Sempre desconfiei dessa estória do “brasileiro cordial”. Sergio Buarque de Holanda foi mal interpretado, mas, agora, as coisas chegaram a um ponto de hostilidade e beligerância, que beira, com algum exagero, à guerra civil. Os brasileiros sempre amaram seus artistas. Quando não amavam, respeitavam.  Mesmo quem detestasse a bossa nova, sempre referia-se  ao “Maestro Tom Jobim”. Quando Tom disse que “no Brasil, o sucesso era quase uma ofensa pessoal” não reclamava do povo e sim de alguns jornalistas ranzinzas. Mesmo o mais radical abstêmio achava graça na irreverência de Vinicius. Chico era unanimidade nacional; Fernanda era nossa diva; as famílias brasileiras davam 90% de audiência para as novelas da Globo. O que mudou?

Será a Lei Rouanet? Mas, ela é de 1991, criada no Governo Collor.

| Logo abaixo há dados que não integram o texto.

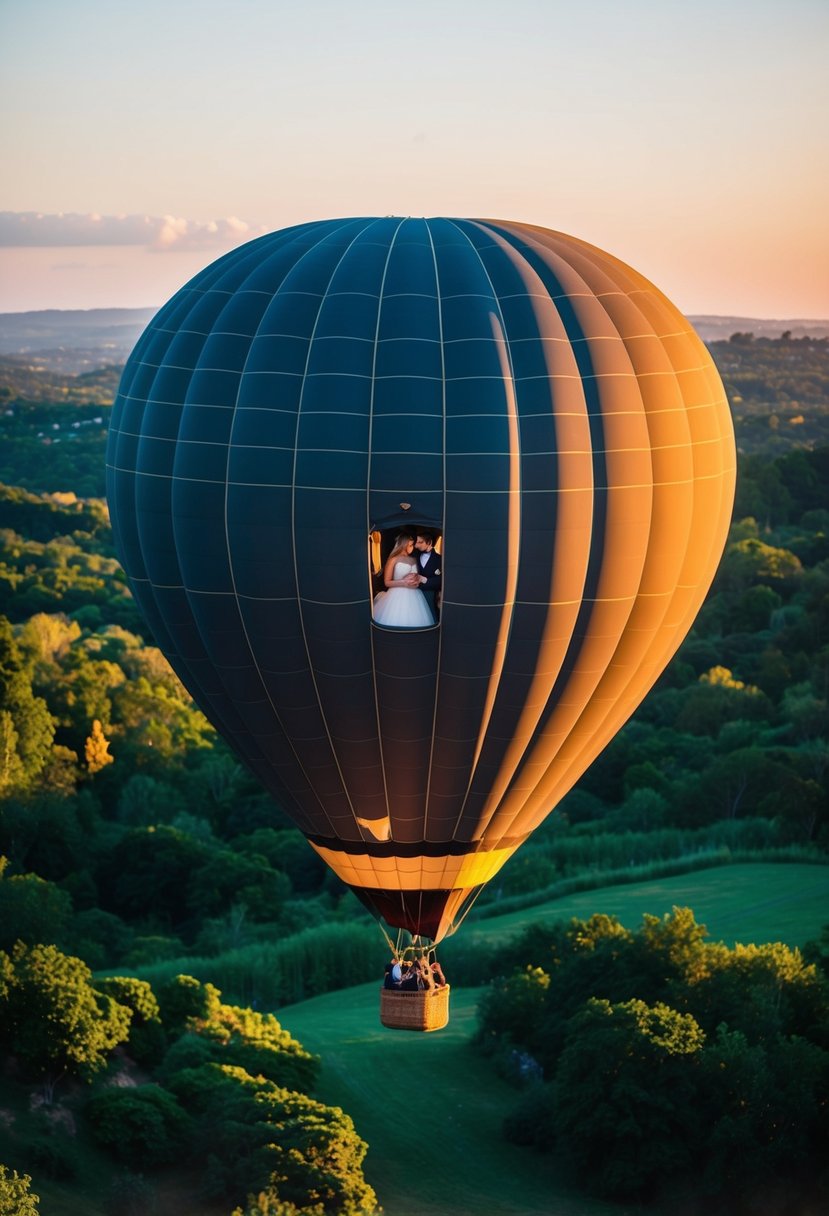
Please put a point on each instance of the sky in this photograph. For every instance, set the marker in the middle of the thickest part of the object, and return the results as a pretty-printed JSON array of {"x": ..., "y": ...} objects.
[{"x": 140, "y": 141}]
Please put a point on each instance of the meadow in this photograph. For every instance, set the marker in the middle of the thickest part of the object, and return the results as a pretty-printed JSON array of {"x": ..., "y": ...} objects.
[{"x": 432, "y": 1108}]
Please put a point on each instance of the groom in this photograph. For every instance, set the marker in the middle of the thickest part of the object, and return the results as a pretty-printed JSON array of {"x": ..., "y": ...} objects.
[{"x": 429, "y": 566}]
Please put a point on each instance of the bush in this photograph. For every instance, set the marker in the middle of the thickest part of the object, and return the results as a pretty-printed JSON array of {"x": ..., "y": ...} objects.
[{"x": 140, "y": 1126}]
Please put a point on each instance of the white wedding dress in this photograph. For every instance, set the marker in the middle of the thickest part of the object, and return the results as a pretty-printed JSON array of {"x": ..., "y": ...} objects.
[{"x": 402, "y": 607}]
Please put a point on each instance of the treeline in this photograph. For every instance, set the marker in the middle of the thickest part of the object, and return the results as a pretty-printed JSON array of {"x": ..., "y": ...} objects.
[
  {"x": 729, "y": 750},
  {"x": 220, "y": 1090},
  {"x": 657, "y": 1067}
]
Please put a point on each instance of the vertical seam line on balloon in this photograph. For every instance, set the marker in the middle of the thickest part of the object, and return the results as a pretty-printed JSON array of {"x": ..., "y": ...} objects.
[
  {"x": 514, "y": 505},
  {"x": 293, "y": 517},
  {"x": 368, "y": 521}
]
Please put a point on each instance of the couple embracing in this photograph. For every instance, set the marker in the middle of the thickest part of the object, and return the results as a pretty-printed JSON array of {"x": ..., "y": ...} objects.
[{"x": 412, "y": 578}]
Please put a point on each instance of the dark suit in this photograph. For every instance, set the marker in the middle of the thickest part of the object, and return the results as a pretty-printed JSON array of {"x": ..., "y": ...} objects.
[{"x": 432, "y": 569}]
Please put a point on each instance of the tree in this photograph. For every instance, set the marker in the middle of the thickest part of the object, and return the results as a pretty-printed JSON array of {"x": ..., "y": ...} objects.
[
  {"x": 96, "y": 749},
  {"x": 28, "y": 730},
  {"x": 54, "y": 1020},
  {"x": 16, "y": 1198},
  {"x": 30, "y": 908},
  {"x": 622, "y": 1080},
  {"x": 265, "y": 1138}
]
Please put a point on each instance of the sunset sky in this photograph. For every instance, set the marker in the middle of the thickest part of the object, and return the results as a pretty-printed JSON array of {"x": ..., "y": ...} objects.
[{"x": 142, "y": 140}]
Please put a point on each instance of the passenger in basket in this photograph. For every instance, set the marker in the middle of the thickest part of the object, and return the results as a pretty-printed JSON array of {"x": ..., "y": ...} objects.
[
  {"x": 392, "y": 975},
  {"x": 438, "y": 973},
  {"x": 424, "y": 978}
]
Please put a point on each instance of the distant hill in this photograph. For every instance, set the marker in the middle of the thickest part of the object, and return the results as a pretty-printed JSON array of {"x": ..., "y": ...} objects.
[
  {"x": 74, "y": 341},
  {"x": 717, "y": 328}
]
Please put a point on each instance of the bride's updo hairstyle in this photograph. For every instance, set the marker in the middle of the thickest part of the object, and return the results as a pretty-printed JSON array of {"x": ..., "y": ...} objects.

Tem defeitos? Tem. Quem decide onde aplicar o dinheiro da renúncia fiscal são as empresas e estas preferem associar sua marca aos grandes nomes. É só isso que ela faz? Não. Há inúmeros museus no país inteiro, restaurados e mantidos por recursos desta Lei. Há pequenos projetos e festas populares bancadas por ela. Dá para aperfeiçoar a Lei? Claro, sempre há o que melhorar.

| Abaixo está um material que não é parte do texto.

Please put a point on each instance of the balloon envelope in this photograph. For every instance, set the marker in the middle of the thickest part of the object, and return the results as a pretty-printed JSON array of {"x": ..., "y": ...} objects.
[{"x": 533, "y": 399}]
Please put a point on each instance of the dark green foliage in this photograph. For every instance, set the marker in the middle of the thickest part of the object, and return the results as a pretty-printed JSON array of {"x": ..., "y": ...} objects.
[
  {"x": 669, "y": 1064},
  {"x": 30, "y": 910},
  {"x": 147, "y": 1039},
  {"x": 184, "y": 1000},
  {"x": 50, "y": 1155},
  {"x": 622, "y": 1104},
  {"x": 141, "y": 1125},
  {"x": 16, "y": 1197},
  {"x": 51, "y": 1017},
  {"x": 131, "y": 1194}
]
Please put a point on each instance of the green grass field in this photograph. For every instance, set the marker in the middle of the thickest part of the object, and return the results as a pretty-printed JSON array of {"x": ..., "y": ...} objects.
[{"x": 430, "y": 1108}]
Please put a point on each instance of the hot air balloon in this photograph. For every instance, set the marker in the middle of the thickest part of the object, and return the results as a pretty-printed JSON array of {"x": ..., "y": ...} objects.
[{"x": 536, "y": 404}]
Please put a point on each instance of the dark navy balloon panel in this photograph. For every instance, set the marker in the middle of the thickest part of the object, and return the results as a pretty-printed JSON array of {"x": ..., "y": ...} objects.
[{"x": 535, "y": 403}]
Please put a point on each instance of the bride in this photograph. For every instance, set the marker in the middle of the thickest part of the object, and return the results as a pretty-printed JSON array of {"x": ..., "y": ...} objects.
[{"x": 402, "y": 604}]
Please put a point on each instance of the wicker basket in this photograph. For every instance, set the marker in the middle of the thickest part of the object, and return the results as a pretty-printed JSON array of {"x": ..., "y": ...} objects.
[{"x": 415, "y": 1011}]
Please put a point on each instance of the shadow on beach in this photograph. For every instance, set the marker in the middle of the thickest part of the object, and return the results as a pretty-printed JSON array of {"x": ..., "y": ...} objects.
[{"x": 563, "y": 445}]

A maioria dos artistas é de esquerda. E daí? Eu ouço Bethânia cantando ou declamando e me delicio. Se ela começar a discursar, mudo de canal ou saio do teatro, coloco um disco dela na “vitrola”, abro uma cerveja e continuo nas nuvens. A Globo distorce as notícias? Às vezes, eu não vou deixar de ver a Ana Tolerman  e a Andréia Sadi só porque não consigo pensar com minhas próprias ideias e não desenvolvi, apesar da longa idade, meu senso crítico.

O mundo enlouqueceu ou eu? Por vezes, penso que talvez fosse melhor desistir de pensar e me deixar levar pela corrente. Preservaria grandes amigos de uma vida inteira. Não me agrada pensar igual a 89 ganhadores do Prêmio Nobel, favoráveis à vacina, ao uso da máscara e ao distanciamento social e contrários à cloroquina, se o preço é perder um único amigo. A vida é muito curta para tamanhos desatinos.